To decipher the effect of sociodemographic factors on the different scales of the HLQ, we resorted to multivariate (MANOVA) and univariate analysis of variance (ANOVA)80. We first employed MANOVA to understand which of the sociodemographic variables of interest had a significant effect on the HLQ scales. Before carrying out MANOVA, the assumptions were validated using Pearson’s correlation coefficient between the dependent variables and the application of Levene’s test105,106. All dependent variables (and their residuals) were normally distributed (Additional file 2) and exhibited a high positive correlation among each other, with Pearson’s correlation coefficient ranging from 0.26 to 0.75 106 (Additional file 1). Homogeneity or equality of variance between groups was established using Levene’s test (p-values ranging from 0.36 to 0.99). Since a few independent variables had more than two separate groups and due to the observation of unequal sample sizes among different variables, Roy’s Largest Root, among multiple other statistics, was chosen to establish the outcome of testing using MANOVA (95% confidence level)48. No interaction effects were modeled owing to the sample size limitations of the study.

Univariate analysis

Based on the results of the MANOVA test in the previous step, ANOVA (95% confidence level) was carried out for independent variables that exhibited a significant effect on the dependent variables.
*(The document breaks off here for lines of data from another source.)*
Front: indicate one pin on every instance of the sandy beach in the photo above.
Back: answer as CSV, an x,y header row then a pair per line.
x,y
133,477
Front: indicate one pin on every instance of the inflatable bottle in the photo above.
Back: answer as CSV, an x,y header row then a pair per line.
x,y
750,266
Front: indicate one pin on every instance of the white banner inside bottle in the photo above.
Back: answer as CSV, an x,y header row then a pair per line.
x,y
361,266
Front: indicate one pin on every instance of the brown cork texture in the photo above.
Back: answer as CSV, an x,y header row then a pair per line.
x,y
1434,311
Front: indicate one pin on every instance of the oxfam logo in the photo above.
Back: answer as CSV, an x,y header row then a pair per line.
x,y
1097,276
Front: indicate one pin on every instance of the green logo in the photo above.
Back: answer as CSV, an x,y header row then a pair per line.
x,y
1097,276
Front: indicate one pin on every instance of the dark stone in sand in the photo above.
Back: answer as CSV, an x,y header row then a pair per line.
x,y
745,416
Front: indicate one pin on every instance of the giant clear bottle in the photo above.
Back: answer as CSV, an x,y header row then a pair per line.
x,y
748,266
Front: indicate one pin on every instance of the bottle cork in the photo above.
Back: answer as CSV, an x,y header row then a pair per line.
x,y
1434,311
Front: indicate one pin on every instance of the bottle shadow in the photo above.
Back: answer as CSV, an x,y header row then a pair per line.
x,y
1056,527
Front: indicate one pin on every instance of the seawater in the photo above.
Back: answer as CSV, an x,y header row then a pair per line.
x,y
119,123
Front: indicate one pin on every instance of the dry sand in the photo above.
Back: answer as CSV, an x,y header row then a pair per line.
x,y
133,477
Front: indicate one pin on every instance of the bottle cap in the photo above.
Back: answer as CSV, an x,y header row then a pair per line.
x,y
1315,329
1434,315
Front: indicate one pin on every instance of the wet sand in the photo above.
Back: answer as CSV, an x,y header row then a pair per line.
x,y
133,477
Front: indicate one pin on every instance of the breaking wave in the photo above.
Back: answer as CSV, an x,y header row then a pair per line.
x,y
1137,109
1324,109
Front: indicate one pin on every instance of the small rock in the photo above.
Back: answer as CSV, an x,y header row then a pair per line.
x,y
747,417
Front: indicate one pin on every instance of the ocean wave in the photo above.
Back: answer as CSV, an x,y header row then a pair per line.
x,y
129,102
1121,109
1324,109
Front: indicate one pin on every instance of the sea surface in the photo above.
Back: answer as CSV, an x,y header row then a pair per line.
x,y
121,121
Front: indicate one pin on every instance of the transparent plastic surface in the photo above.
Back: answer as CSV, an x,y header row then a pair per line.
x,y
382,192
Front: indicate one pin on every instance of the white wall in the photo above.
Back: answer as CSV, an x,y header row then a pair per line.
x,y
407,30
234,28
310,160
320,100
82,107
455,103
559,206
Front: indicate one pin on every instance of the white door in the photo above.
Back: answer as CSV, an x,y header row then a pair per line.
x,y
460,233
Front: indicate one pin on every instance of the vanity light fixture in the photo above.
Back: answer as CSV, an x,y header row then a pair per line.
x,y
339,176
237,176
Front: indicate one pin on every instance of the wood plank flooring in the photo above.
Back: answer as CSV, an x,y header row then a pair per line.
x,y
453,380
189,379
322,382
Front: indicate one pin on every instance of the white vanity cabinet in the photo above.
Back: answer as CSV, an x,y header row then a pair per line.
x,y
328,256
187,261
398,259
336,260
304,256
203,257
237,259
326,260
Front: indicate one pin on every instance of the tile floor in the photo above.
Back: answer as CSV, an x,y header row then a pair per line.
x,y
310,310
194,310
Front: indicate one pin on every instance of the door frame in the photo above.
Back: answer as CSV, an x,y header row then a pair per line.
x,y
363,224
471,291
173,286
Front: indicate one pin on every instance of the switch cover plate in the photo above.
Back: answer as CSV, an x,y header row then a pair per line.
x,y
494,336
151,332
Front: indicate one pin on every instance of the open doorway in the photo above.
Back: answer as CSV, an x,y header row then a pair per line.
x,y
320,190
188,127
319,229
We resorted to this procedure of MANOVA followed by multiple ANOVAs to control the type 1 error rate in behavioural sciences studies80. The effect sizes were calculated using partial Eta squared (η2) and Cohen’s F statistical metric (small = 0.1, medium = 0.25, and large = 0.40)107.

Post-Hoc analysis

In addition to performing ANOVA, additional follow-up analysis using two-tailed t-tests (95% confidence level)108,109,110,111, was performed to better quantify the source of differences in the HLQ scales among different groups of independent variables (sociodemographic factors). The effect sizes in the follow-up analysis were determined using Cohen’s D metric107.